Walking through the City Hall grounds I stumbled onto a rally at the Human Rights Monument celebrating First Nations Education Week. This brought me back to the recent Capital Conversations event where the NCC hosted a discussion on how to make the capital more representative of the First Nations. I strongly believe there needs to be a greater aboriginal presence in Ottawa but to be honest I found some of the ideas to be unreasonable. Renaming Wellington Street or Jacques Cartier Park after the late Algonquin spiritual leader William Commanda wouldn't go over well with a lot of people. The NCC and First Nations would attract some unnecessary enemies. I'm not sure if it would be appropriate to name the street that houses the country's parliamentary and governmental institutions after a local, Algonquin spiritual leader. Actually, I don't think it would be appropriate to name it after any local leader because of its national importance. People aren't even sure they still want the street to be called Wellington. Perhaps renaming Victoria Island would be less controversial since it's a historical spiritual site and William Commanda advocated for an aboriginal centre on the site for a long time.

A part of my walk took me to Riverfront Park behind the war museum. I thought to myself it would be a perfect place to rename in honour of the First Nations. It's absolutely beautiful and natural, has some interesting wildlife ( I saw a species of bird I'd never seen in my life), is situated along the river, and is very close to the Chaudière Falls and Victoria Island. I don't think people are attached to the name Riverfront Park so I doubt there would be much opposition to renaming it. I'd even support renaming the Ottawa River Parkway and the Rockliffe Parkway.

As I ended my walk at Parliament Hill I saw what I believed was the Assembly of First Nations flag flying to the right of Centre Block. After much thought I realized there is no public place in Ottawa, at least to my knowledge, where the flags of our Aboriginal People can be seen.

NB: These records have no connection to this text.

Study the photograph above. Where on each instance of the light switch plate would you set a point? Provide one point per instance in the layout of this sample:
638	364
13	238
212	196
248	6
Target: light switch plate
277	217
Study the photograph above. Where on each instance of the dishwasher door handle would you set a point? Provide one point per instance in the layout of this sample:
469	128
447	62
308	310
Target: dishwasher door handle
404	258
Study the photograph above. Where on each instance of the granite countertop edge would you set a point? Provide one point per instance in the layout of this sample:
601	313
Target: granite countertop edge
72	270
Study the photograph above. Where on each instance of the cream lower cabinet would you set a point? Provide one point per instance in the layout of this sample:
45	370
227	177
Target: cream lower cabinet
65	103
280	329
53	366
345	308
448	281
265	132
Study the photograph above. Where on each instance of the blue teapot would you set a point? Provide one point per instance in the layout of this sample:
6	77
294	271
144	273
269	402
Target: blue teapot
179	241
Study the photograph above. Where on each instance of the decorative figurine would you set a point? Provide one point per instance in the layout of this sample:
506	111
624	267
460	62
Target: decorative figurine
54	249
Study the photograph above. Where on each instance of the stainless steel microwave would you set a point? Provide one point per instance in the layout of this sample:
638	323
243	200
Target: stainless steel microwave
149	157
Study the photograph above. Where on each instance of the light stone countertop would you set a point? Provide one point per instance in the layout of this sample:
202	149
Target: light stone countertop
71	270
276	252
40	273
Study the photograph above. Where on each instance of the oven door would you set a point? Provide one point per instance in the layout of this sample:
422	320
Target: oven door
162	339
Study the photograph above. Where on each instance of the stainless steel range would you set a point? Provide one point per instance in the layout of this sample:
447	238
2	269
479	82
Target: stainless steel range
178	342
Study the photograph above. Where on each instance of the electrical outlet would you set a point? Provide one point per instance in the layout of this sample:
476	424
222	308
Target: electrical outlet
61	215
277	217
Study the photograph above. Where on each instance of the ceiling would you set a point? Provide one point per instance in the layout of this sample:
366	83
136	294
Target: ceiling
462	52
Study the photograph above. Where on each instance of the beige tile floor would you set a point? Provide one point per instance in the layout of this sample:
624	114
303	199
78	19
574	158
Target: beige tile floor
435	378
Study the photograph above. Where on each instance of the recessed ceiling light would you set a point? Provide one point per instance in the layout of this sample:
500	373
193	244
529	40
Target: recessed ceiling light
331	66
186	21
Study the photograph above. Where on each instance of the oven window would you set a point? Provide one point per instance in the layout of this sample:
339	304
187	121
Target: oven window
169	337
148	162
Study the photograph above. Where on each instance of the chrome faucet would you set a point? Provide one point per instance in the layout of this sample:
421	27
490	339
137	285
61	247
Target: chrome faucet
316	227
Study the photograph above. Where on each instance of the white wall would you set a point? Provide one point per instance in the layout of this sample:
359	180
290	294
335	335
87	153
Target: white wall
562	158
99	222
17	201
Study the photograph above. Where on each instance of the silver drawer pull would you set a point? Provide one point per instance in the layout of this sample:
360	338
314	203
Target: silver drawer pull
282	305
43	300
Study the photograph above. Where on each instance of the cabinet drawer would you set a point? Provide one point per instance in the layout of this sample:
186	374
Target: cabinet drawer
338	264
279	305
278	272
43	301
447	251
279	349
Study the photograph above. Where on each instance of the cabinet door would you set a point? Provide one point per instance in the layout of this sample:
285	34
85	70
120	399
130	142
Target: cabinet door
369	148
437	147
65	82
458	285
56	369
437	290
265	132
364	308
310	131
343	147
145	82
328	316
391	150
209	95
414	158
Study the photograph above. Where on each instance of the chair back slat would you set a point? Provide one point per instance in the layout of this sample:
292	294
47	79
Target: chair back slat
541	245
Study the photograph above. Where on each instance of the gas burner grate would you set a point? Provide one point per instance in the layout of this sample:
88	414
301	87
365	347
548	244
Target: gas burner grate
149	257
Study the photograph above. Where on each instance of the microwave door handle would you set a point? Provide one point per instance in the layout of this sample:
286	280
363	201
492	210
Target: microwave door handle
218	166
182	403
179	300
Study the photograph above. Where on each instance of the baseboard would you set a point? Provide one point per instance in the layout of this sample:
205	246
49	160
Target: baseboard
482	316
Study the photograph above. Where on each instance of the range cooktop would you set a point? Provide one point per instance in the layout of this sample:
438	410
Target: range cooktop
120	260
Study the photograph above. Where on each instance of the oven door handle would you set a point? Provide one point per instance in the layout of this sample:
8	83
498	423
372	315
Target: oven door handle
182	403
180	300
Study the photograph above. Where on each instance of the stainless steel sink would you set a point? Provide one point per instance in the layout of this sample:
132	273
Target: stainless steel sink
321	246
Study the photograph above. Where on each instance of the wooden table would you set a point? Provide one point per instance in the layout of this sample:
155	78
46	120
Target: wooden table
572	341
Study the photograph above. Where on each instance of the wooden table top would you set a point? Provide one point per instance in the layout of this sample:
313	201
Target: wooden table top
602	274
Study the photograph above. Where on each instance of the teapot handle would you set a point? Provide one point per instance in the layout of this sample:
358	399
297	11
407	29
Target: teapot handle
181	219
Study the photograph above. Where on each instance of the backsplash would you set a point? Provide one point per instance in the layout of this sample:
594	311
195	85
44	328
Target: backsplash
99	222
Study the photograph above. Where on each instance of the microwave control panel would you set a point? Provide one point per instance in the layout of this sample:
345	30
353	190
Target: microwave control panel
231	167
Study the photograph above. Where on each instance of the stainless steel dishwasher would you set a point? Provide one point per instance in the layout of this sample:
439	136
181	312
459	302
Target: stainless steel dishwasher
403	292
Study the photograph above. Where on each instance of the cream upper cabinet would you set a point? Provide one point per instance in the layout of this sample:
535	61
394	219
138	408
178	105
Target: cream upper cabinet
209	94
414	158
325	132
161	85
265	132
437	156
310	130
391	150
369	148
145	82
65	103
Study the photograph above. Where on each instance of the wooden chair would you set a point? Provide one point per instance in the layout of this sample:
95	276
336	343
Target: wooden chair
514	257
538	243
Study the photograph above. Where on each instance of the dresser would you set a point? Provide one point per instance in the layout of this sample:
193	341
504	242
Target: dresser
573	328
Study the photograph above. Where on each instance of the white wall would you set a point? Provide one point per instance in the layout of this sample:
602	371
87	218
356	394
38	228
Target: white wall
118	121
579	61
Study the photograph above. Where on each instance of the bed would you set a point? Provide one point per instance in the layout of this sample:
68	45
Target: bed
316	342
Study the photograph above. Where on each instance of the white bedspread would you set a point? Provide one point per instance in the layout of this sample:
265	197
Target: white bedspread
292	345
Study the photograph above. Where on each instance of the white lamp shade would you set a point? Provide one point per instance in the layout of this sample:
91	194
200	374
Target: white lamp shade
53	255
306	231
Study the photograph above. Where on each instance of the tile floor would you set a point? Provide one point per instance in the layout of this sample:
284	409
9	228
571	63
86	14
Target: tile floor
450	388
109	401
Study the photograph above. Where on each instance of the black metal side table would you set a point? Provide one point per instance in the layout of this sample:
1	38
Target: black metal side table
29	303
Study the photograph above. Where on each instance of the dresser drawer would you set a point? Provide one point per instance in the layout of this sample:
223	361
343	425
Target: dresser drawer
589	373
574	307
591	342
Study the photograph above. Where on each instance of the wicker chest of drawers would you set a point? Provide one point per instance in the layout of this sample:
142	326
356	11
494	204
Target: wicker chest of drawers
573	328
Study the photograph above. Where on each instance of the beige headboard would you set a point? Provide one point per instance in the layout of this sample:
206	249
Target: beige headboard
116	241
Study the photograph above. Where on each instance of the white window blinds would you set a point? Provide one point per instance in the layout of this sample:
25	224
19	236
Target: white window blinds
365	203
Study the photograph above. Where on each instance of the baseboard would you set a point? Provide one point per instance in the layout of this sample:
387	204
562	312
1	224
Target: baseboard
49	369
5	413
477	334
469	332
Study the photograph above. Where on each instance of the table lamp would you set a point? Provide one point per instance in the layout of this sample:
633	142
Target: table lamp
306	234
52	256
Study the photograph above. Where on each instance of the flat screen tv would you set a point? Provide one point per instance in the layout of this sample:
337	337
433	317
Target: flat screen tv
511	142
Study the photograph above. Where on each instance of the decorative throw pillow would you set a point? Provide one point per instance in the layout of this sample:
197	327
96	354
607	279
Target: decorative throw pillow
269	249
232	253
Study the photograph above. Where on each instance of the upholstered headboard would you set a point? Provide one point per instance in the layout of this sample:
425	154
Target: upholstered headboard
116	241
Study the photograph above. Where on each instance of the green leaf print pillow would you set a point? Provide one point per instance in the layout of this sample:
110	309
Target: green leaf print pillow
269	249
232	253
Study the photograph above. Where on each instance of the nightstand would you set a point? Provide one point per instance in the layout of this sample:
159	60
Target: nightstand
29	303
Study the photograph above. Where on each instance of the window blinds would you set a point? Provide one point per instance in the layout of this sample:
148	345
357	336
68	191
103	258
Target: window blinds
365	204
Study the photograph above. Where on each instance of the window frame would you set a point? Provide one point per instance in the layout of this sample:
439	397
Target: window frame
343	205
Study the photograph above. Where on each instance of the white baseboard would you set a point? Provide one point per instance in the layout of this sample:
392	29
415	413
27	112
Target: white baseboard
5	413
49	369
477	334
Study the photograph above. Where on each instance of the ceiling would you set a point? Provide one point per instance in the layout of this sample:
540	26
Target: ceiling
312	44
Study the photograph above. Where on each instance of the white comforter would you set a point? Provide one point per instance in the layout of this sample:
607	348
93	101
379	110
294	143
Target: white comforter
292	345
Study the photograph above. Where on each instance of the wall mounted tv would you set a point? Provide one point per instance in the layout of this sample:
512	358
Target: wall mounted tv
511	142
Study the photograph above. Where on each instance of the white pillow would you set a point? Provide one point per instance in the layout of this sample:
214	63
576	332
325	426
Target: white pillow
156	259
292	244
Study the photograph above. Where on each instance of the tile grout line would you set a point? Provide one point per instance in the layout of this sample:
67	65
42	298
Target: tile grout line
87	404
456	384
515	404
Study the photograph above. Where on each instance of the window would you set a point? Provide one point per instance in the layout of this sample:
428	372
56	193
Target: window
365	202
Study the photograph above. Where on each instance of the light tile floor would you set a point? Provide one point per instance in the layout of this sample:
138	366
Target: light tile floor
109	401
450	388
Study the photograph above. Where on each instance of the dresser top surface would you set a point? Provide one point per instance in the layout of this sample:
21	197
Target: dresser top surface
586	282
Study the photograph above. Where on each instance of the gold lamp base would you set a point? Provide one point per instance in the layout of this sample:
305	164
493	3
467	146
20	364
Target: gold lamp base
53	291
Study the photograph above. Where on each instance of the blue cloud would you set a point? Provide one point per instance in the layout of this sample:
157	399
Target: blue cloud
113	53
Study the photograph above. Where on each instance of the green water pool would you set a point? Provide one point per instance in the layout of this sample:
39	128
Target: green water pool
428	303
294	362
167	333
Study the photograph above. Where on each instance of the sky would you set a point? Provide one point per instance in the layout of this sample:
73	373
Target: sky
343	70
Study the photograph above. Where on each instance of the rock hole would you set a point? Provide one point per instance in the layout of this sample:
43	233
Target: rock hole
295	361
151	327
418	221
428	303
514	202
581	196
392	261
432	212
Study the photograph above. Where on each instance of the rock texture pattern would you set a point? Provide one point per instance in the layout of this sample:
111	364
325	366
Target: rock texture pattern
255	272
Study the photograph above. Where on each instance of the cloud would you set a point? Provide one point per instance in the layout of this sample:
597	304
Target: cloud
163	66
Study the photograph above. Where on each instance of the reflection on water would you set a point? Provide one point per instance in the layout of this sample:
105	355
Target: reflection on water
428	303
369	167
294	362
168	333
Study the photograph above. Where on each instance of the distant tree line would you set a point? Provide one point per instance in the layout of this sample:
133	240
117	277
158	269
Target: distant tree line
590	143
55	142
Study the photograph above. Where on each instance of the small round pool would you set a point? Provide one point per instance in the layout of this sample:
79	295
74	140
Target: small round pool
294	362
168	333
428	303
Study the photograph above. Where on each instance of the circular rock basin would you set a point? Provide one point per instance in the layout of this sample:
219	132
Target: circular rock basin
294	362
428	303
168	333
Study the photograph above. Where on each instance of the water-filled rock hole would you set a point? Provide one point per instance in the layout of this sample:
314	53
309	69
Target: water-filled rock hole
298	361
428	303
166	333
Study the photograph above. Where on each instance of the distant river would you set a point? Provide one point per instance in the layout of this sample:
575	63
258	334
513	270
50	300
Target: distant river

Well, the Inuit people can see the flag of Nunavut in a few places.

There are twelve First Nations flags (according to Wikipedia), the Assembly of First Nations flag, a Métis flag, and the flag of Nunavut. Perhaps the NCC should put the flags of the provinces and territories on ice and give our Aboriginal people a prominent public place of their own along Confederation Boulevard.

There is a First Nations presence in Ottawa already, albeit a severely small one, with the monument in Confederation Park and totem pole in the Byward Market, but the effort is extremely sub par. At least the NCC wants to change that. When they will go beyond talk and actually do something about it is another story.